EQT Partners Private equity company logo seen displayed on a smartphone. Photo: Igor Golovniov/SOPA Images/LightRocket via Getty Images
Managers of the trillions of dollars in retirement investment for teachers, firefighters and other government workers in the U.S. and U.K. doubled down on private equity in 2018. The asset class accounted for 27% of public pension fund allocations last year, data from eVestment provided to Axios shows.
Why it matters: What is essentially public money is now being invested at higher levels than ever in private equity at a time when the asset class may be in for trouble.
- Private equity significantly outperformed public equities in recent years, delivering 25% returns before fees compared to just under 15% for traditional equities between 2010 and 2016.
- But deals are starting to dry up right as managers are seeing a flood of fresh capital.
- "Private equity has performed well relative to other investments and the pension industry tends to chase returns, often to its own detriment," Tina Byles Williams, CEO and CIO of FIS Group and a former chief investor for the City of Philadelphia's pension system, tells Axios.


By the numbers: Public pension plans announced 954 new private equity mandate awards — essentially buys or allocations to new assets — for 2018. This put private equity investments in the No. 1 spot for new allocations among these public pensions last year.
Watch out: More private equity managers are holding onto more cash than ever before, and are having to pay more for deals because of increased competition, often diluting returns and leading managers to take riskier bets.

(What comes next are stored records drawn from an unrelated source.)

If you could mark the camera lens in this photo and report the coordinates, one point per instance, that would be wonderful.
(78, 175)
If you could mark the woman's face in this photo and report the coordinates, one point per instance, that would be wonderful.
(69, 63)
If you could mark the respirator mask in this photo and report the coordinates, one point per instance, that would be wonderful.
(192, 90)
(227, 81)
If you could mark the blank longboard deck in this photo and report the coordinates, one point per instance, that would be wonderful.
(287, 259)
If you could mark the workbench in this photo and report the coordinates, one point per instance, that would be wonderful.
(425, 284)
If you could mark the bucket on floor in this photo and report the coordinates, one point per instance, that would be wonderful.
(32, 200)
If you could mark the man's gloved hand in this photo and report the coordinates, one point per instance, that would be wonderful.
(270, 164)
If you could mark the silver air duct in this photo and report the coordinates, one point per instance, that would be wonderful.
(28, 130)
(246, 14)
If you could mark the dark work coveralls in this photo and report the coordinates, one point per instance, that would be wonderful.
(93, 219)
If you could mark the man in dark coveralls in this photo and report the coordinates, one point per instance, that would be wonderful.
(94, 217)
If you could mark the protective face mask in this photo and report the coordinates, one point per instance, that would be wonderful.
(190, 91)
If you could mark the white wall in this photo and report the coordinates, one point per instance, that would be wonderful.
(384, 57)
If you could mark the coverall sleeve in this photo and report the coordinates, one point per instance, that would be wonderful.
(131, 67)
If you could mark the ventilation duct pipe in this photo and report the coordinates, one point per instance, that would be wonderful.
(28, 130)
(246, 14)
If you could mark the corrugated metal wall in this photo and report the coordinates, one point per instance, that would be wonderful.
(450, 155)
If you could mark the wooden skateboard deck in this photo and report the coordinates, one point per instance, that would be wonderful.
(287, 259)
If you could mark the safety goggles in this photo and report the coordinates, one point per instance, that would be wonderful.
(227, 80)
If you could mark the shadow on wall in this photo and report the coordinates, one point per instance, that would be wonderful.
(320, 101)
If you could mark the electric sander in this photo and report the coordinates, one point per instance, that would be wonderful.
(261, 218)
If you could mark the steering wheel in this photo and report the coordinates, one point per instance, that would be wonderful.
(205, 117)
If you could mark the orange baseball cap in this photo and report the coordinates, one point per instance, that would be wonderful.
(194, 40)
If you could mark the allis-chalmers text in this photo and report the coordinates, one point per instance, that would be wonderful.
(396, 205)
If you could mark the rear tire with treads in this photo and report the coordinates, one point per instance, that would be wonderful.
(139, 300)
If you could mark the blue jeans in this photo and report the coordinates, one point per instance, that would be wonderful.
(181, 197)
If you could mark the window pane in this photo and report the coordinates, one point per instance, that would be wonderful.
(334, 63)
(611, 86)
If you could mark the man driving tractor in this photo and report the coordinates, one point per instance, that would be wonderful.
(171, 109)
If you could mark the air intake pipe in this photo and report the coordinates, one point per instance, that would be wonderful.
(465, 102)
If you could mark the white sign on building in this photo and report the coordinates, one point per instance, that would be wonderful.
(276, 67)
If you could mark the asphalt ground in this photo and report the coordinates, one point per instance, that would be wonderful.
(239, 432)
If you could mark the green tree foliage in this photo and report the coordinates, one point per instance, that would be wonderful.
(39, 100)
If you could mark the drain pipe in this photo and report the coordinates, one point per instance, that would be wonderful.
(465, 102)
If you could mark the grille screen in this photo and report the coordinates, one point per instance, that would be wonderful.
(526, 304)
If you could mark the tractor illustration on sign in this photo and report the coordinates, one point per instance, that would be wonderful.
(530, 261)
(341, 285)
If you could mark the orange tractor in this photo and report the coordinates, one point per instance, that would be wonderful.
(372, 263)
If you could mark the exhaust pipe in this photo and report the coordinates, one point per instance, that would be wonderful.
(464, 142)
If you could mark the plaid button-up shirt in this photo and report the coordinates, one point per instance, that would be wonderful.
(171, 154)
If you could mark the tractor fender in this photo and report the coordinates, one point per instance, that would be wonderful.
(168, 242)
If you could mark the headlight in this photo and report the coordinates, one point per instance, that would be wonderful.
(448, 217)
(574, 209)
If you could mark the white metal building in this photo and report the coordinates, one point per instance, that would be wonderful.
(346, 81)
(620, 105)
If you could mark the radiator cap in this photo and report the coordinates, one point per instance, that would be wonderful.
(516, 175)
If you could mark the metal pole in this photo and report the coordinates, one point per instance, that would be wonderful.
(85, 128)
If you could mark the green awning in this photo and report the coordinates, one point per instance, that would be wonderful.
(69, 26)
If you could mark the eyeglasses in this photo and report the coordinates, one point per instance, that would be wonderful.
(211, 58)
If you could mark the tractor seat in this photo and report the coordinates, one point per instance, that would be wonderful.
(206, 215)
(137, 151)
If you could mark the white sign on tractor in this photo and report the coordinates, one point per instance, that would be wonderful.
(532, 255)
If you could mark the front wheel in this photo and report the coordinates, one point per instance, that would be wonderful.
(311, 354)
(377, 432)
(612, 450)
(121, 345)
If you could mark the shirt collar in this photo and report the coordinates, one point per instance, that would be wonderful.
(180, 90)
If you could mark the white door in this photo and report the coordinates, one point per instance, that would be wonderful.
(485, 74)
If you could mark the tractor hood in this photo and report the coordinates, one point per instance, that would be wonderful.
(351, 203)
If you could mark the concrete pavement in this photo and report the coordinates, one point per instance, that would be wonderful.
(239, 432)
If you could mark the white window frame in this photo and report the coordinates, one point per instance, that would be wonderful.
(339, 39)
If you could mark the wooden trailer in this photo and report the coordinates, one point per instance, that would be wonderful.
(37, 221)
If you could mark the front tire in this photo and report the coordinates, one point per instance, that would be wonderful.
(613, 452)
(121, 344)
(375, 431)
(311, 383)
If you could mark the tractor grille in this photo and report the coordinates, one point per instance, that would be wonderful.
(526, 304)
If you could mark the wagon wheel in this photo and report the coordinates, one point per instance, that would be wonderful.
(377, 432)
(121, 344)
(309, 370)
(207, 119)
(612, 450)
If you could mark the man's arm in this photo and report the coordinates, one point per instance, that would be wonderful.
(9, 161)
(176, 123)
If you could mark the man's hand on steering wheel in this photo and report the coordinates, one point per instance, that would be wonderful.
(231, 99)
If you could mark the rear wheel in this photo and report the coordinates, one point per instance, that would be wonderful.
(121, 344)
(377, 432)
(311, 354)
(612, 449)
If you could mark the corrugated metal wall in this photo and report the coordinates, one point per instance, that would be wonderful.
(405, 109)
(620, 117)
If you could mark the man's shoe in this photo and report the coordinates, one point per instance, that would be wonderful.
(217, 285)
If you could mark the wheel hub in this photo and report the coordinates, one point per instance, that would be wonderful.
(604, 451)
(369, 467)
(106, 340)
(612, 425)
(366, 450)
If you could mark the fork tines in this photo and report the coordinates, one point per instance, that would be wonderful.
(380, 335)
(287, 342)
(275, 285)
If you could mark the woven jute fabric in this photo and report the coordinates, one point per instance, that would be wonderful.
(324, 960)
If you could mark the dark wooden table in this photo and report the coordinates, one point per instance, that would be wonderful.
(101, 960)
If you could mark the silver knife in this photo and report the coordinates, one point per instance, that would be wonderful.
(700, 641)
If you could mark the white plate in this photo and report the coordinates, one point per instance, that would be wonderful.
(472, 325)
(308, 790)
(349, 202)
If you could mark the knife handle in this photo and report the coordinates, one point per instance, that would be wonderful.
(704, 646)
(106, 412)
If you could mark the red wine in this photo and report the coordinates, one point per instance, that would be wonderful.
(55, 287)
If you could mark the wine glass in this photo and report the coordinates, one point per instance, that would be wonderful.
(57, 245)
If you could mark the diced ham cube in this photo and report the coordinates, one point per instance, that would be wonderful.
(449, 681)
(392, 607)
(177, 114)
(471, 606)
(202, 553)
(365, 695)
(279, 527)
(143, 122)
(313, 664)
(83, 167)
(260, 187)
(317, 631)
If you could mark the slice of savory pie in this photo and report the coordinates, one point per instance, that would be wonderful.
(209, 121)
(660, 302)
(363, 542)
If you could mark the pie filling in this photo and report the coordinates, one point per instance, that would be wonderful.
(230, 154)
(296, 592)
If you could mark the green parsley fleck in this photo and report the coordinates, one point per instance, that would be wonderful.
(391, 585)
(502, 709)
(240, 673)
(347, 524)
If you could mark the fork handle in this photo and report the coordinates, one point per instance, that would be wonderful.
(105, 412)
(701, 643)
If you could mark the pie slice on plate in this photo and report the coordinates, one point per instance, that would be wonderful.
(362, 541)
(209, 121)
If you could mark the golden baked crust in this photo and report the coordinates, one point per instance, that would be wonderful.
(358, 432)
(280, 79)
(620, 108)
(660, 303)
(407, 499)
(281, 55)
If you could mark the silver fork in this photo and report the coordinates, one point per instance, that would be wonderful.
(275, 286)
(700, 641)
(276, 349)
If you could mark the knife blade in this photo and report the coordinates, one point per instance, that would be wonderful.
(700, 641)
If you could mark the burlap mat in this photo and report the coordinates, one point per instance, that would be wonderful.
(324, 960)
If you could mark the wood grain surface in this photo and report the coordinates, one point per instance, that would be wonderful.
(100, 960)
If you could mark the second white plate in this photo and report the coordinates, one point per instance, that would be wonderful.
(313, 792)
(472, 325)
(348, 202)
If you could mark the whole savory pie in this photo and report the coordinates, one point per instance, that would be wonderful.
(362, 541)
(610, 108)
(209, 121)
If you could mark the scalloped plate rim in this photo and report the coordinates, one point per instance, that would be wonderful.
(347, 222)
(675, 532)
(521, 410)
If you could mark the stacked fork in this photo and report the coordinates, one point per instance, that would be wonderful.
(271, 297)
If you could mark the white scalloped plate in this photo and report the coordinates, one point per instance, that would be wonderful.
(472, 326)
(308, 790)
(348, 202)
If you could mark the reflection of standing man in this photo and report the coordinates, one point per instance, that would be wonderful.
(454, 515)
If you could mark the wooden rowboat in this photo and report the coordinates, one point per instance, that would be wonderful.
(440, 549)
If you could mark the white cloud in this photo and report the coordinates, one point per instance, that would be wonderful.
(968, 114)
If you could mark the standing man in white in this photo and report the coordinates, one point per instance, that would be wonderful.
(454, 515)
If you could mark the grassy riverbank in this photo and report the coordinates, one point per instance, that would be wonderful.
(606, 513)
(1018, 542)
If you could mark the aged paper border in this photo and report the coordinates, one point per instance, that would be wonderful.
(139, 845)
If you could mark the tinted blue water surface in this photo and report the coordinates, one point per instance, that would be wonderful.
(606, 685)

- Data from Preqin shows total unused cash, or dry powder, reached $2.1 trillion for private capital investors at the end of June, with dry powder for just private equity rising to $1.2 trillion — both record highs.
- Through the first half of 2018 the total number of PE-backed exits was on pace to drop for the third consecutive year.
- Deals are also closing much faster, with an average of nearly 13 months to close any type of PE fund, on pace to be the fastest in at least a decade.
The bottom line: "You have to think, 'Are there enough deals to profitably invest that level of dry powder?'" Byles Williams said. "I don’t know the answer to that question, but I would be skeptical."